"Amateur" isn’t the right word

Made to StickLater today I should finish reading Made to Stick: Why Some Ideas Survive and Others Die by Chip & Dan Heath, an excellent book which anyone who gives presentations or is trying to effect change should read. However, this is not a review of the book, it’s a follow-up to my post on Andrew Keen’s The Cult of the Amateur. (Like a Zombie rising from the ground and slowly following me with a pronounced limp, mumbling “Braiiiiins”, this book will just not leave me alone.)

In this book the Heath brothers point to six factors that make ideas stick. Those factors are simple, unexpected, concrete, credible, emotional, and stories. In the chapter on the concrete factor they talk about an idea’s credibility and the difference between something that is concrete and something that’s an abstraction. On page 113 I read the following:

“But if concreteness is so powerful, why do we slip so easily into abstraction?

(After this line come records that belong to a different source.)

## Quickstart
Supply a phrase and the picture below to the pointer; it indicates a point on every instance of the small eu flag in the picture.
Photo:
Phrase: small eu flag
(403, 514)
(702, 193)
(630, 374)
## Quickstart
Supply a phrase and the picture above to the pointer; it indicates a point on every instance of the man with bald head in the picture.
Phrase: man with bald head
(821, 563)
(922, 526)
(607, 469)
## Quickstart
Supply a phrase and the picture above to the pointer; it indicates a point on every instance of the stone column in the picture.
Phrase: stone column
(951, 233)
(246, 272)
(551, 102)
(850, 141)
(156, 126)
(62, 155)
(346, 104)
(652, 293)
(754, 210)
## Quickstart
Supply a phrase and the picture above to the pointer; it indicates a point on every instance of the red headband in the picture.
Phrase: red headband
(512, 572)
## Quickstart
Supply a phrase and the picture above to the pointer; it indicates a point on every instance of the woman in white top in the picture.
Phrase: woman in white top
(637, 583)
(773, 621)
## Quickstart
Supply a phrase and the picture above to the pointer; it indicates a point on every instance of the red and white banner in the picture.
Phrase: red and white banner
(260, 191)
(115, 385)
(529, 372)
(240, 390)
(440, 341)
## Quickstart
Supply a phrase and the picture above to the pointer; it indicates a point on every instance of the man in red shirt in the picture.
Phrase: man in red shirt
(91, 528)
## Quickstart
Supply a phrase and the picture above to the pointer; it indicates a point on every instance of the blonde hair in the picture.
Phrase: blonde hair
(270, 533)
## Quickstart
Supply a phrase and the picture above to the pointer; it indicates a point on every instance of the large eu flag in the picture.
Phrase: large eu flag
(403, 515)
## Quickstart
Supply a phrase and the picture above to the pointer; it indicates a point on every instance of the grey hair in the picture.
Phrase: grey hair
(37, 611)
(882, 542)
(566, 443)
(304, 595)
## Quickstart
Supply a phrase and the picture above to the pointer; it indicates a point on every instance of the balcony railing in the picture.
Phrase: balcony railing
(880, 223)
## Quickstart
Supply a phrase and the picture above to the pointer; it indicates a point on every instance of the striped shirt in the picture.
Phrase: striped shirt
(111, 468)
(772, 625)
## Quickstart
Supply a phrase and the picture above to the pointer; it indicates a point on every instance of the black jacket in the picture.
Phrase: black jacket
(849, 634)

“The reason is simple: because the difference between an expert and a novice is the ability to think abstractly.” [emphasis added]

Reading those words immediately made me think of Keen’s Expert v. Amateur. The problem isn’t experts v. amateurs it’s experts v. novices. If you want to use the word amateur against something, it should be professionals v. amateurs. In other words, the central premise of Keen’s book, that if you’re an amateur, you’re not an expert is flawed at best, wrong at worst.

What this comes down to is the definition of the word “amateur”. What you would expect me to do here is to delve into that a little further but this week I also found someone else, whom I admire and respect, that has seemed to come to the same conclusion as I have (at least when it comes to Keen’s flawed use of the the word amateur) and has explained it much more eloquently than I ever will. Lawrence Lessig goes into this in his blog post about Keen’s book in the section “The Amateur Fallacy” so I’ll let you read it there. If for no other reason than to get you to read his complete post as it clearly rebuts each instance in which Keen attempts to use Lessig to prove his point.

Hopefully, this will be my last post on Keen’s work but something tells me that I’ve not yet got a clear shot at the zombie’s head just yet.